My initial question was how to get $\frac{Dp}{Dt} + \gamma p \nabla\cdot \vec{u} = 0$

Also, I have a similar issue using the Eqn. R. Since Two terms on the right hand side must be 0 to have $\frac{\partial \rho e}{\partial t}+\nabla\centerdot (\rho \vec{u}e)=-p\nabla \centerdot \vec{u}\tag{2}$. Similar to my equation. However, I'm not sure to understand the notation used in the book. At the end of the day, it seems like $- (\nabla \cdot q) - (\tau; \nabla v) = \vec{u} \cdot \nabla p = 0$

 

[Chestermiller]

Why exactly in this case $e$ needs to be replaced by $e+\frac{1}{2}u^2$?
That is what I don't understand.

The total energy of the fluid particles is the sum of internal energy, kinetic energy.

My initial question was how to get $\frac{Dp}{Dt} + \gamma p \nabla\cdot \vec{u} = 0$

Also, I have a similar issue using the Eqn. R. Since Two terms on the right hand side must be 0 to have $\frac{\partial \rho e}{\partial t}+\nabla\centerdot (\rho \vec{u}e)=-p\nabla \centerdot \vec{u}\tag{2}$. Similar to my equation. However, I'm not sure to understand the notation used in the book.

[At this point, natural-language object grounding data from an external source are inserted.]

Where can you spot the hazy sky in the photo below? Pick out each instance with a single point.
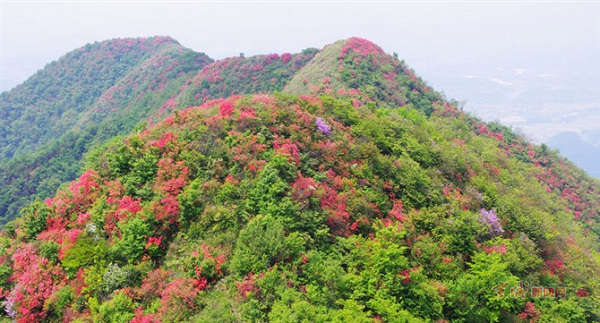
(429, 36)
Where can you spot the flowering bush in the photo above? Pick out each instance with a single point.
(489, 218)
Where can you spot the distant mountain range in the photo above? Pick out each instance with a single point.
(145, 182)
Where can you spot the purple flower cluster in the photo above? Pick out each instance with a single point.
(489, 218)
(323, 126)
(9, 303)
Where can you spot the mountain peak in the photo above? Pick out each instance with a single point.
(361, 47)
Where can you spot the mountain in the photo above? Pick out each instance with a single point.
(572, 146)
(329, 185)
(161, 76)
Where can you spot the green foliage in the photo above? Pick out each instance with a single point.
(481, 293)
(35, 216)
(119, 309)
(134, 234)
(49, 250)
(84, 253)
(260, 245)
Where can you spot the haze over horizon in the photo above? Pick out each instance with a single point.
(531, 66)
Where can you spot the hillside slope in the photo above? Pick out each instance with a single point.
(121, 80)
(357, 194)
(172, 78)
(49, 103)
(283, 208)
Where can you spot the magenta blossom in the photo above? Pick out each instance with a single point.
(323, 126)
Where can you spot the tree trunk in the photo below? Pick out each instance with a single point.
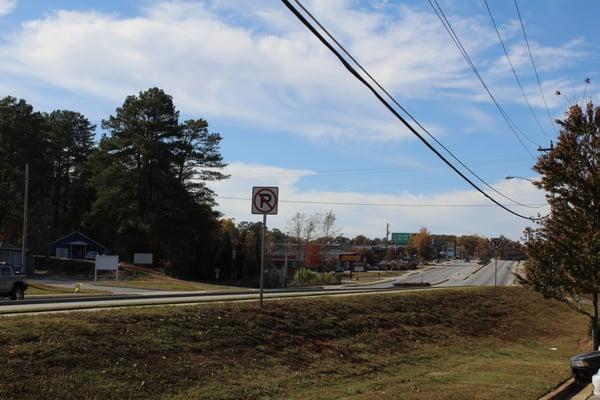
(595, 322)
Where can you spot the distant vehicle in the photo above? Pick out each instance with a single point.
(584, 366)
(12, 283)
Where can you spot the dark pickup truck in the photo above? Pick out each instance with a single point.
(12, 283)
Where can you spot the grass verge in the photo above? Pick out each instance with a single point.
(145, 278)
(471, 343)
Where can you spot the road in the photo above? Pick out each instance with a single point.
(34, 304)
(449, 274)
(460, 273)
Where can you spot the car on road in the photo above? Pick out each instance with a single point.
(12, 283)
(584, 366)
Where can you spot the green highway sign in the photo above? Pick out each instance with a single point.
(401, 238)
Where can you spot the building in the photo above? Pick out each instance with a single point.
(11, 255)
(76, 245)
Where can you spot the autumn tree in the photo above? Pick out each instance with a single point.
(421, 243)
(564, 252)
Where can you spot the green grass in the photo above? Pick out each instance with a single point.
(144, 278)
(447, 344)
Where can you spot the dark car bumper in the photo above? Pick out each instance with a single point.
(583, 375)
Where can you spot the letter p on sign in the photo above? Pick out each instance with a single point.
(264, 200)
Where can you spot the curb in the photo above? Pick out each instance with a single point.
(568, 389)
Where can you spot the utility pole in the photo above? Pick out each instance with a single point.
(540, 148)
(496, 268)
(285, 266)
(262, 258)
(25, 211)
(387, 243)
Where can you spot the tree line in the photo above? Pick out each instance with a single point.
(141, 188)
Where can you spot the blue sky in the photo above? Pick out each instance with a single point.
(291, 116)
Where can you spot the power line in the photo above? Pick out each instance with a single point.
(511, 124)
(513, 70)
(537, 77)
(351, 69)
(338, 203)
(393, 99)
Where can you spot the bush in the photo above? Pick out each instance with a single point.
(309, 277)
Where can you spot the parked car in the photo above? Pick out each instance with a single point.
(584, 366)
(12, 283)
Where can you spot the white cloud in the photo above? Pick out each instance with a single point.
(371, 220)
(7, 6)
(257, 66)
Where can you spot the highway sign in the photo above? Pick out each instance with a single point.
(264, 200)
(401, 238)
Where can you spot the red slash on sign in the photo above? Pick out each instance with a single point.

At the end of the day, it seems like $- (\nabla \cdot q) - (\tau; \nabla v) = \vec{u} \cdot \nabla p = 0$

The flow is assumed adiabatic, so q = 0. The flow is also assumed inviscid, so the term involving tau is zero. $\vec{u} \cdot \nabla p$ is not assumed to be zero. That term cancels when equations P and Q are combined.

 

[happyparticle]

I see. So basically, my energy balance equation was wrong all along or it was just correct to get $\frac{De}{Dt} + (\gamma - 1)e \nabla \cdot \vec{u} = - \frac{1}{\rho} (\vec{u} \cdot \nabla)p$ ?

 

[Chestermiller]

I see. So basically, my energy balance equation was wrong all along

Yes

 

[happyparticle]

All right.

One more quick question.

To get $\frac{D}{Dt} \frac{p}{\rho^{\gamma}} = 0$

Is it correct to start from $\frac{1}{\gamma p} \frac{Dp}{Dt} + \nabla\cdot \vec{u} = \frac{1}{\rho}[ \frac{\partial \rho}{\partial t} + \nabla \cdot (\rho \vec{u})]$

Since $\frac{Dp}{Dt} + \gamma p \nabla\cdot \vec{u} = 0$

$\frac{\partial \rho}{\partial t} + \nabla \cdot (\rho \vec{u}) = 0.$

 

[Chestermiller]

All right.

One more quick question.

To get $\frac{D}{Dt} \frac{p}{\rho^{\gamma}} = 0$

Is it correct to start from $\frac{1}{\gamma p} \frac{Dp}{Dt} + \nabla\cdot \vec{u} = \frac{1}{\rho}[ \frac{\partial \rho}{\partial t} + \nabla \cdot (\rho \vec{u})]$

Since $\frac{Dp}{Dt} + \gamma p \nabla\cdot \vec{u} = 0$

$\frac{\partial \rho}{\partial t} + \nabla \cdot (\rho \vec{u}) = 0.$

The starting point has to be the energy equation and the mass balance equation, also known as continuity equation.